The Z10 comes armed with an 8-megapixel camera around the back and a 2-megapixel camera up front. Along the sides, you’ll find the volume controls on the right and a USB and HDMI port on the left. (As an aside, you will probably jam the wrong cable into the ports with some frequency, since they look alike and are right next to each other). The physical power button resides on the top edge of the phone.

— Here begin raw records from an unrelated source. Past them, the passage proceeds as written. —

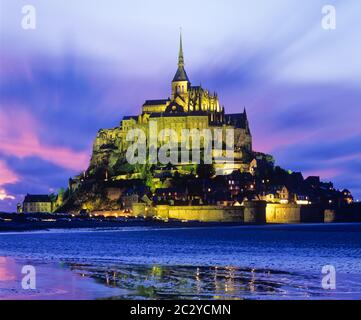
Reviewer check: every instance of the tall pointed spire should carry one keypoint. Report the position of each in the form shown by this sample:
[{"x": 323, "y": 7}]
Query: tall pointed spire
[
  {"x": 181, "y": 74},
  {"x": 180, "y": 56}
]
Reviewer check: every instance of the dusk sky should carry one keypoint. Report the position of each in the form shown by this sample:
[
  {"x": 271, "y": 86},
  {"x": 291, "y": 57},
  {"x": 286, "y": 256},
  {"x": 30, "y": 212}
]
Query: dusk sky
[{"x": 89, "y": 63}]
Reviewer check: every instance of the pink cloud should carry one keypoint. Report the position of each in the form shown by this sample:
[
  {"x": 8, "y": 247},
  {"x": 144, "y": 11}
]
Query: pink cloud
[
  {"x": 6, "y": 177},
  {"x": 18, "y": 137}
]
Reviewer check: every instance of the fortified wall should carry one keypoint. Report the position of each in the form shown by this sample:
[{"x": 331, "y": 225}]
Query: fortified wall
[{"x": 252, "y": 212}]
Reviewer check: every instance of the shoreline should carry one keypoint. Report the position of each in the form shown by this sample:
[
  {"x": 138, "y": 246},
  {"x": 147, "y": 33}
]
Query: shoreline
[{"x": 6, "y": 227}]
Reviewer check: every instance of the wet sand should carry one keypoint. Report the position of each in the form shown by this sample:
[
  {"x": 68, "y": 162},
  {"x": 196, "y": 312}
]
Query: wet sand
[{"x": 54, "y": 281}]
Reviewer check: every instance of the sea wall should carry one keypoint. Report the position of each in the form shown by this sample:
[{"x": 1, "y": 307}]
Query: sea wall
[
  {"x": 293, "y": 213},
  {"x": 201, "y": 213},
  {"x": 350, "y": 213}
]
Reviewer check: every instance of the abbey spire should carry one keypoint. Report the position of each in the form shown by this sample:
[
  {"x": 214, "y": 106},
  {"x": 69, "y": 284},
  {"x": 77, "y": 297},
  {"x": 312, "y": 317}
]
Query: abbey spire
[
  {"x": 180, "y": 56},
  {"x": 181, "y": 74}
]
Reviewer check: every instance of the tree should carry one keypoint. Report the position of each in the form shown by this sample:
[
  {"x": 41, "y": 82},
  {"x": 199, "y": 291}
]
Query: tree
[{"x": 205, "y": 171}]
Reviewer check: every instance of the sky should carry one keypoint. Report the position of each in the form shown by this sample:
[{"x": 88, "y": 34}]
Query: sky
[{"x": 88, "y": 63}]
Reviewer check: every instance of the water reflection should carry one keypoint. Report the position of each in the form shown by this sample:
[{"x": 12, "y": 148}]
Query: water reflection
[{"x": 197, "y": 282}]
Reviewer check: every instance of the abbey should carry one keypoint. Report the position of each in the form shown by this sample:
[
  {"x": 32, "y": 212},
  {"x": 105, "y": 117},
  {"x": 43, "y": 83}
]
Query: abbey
[{"x": 188, "y": 107}]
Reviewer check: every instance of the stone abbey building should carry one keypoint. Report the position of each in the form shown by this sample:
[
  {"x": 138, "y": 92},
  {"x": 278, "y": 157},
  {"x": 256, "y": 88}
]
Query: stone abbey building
[{"x": 188, "y": 107}]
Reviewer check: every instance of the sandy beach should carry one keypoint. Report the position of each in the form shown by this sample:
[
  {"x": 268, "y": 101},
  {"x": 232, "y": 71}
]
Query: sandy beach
[{"x": 54, "y": 281}]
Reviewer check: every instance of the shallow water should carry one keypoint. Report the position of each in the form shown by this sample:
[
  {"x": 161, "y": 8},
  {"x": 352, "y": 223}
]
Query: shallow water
[{"x": 251, "y": 262}]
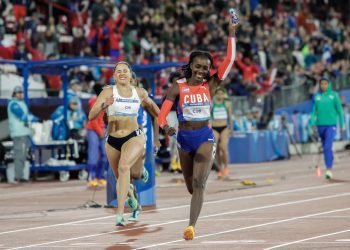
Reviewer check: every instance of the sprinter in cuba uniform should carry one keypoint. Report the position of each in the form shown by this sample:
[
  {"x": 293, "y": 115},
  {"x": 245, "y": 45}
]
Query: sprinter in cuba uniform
[{"x": 195, "y": 139}]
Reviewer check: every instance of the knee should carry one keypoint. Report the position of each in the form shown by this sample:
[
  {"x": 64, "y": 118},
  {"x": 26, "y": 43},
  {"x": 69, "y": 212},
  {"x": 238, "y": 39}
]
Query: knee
[
  {"x": 198, "y": 183},
  {"x": 190, "y": 189},
  {"x": 122, "y": 169},
  {"x": 136, "y": 174}
]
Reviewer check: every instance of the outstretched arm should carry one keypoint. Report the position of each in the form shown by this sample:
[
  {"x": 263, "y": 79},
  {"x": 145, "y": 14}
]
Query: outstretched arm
[
  {"x": 174, "y": 91},
  {"x": 104, "y": 99},
  {"x": 225, "y": 67}
]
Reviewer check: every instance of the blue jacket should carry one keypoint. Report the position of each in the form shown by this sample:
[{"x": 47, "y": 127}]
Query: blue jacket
[{"x": 19, "y": 117}]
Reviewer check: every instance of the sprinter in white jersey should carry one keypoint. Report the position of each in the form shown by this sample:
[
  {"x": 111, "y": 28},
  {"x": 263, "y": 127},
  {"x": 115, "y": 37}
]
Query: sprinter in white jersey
[{"x": 125, "y": 145}]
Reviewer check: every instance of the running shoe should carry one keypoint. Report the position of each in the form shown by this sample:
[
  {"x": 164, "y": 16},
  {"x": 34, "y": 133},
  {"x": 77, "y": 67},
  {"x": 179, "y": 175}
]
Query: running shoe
[
  {"x": 219, "y": 174},
  {"x": 226, "y": 171},
  {"x": 328, "y": 175},
  {"x": 134, "y": 215},
  {"x": 132, "y": 201},
  {"x": 189, "y": 233},
  {"x": 145, "y": 175},
  {"x": 102, "y": 182},
  {"x": 119, "y": 220}
]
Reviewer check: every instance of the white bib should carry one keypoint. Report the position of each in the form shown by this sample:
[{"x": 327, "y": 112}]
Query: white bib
[{"x": 124, "y": 106}]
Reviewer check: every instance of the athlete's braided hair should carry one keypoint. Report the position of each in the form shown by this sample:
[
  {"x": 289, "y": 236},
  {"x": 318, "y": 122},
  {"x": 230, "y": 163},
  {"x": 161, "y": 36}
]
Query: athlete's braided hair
[
  {"x": 122, "y": 62},
  {"x": 186, "y": 69}
]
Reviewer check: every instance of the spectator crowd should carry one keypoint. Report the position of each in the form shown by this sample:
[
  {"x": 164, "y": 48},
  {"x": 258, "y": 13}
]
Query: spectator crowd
[{"x": 280, "y": 42}]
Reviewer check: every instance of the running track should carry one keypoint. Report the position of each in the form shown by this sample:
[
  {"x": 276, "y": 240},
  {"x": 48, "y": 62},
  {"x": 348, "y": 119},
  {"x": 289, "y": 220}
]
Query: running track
[{"x": 288, "y": 208}]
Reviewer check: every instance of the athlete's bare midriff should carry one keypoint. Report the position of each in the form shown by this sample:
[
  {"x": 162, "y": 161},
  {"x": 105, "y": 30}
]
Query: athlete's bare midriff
[
  {"x": 119, "y": 126},
  {"x": 192, "y": 125}
]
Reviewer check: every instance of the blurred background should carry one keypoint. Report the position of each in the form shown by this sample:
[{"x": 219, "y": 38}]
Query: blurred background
[{"x": 283, "y": 48}]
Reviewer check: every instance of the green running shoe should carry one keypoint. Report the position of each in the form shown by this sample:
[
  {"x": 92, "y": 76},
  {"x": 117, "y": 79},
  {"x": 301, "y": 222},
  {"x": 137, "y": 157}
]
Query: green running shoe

The textured back cover feels like a plastic-rubber hybrid and comes off as a little cheap when you rip it out. But beyond dumping a battery and a SIM card inside, you won’t have to remove the back cover all that often.

In short, nobody’s going to buy the Z10 because of its distinctive hardware design. Where the new BlackBerry shines is on the software side. For years, as the much-hyped BlackBerry 10 platform suffered delay after delay, RIM market research sleuths were focus-grouping as many smartphone owners as they could. Then they went back to the shop, and used that feedback as a blueprint.

You like Evernote? Here’s a thing called BlackBerry Reminder that feels a lot like Evernote, and even syncs with the note-keeping software. You like Instagram filters? Here are a bunch of photo filters that were definitely not inspired by Instagram. You like Apple’s voice-command assistant Siri? Wait, nobody likes Siri. Anyway, here’s a mostly useless voice-command assistant. You like the way icons are arranged on an iPhone and, when you want to move or delete one, you just tap and hold until the icons start shaking? Guess how you perform the exact same task on the Z10.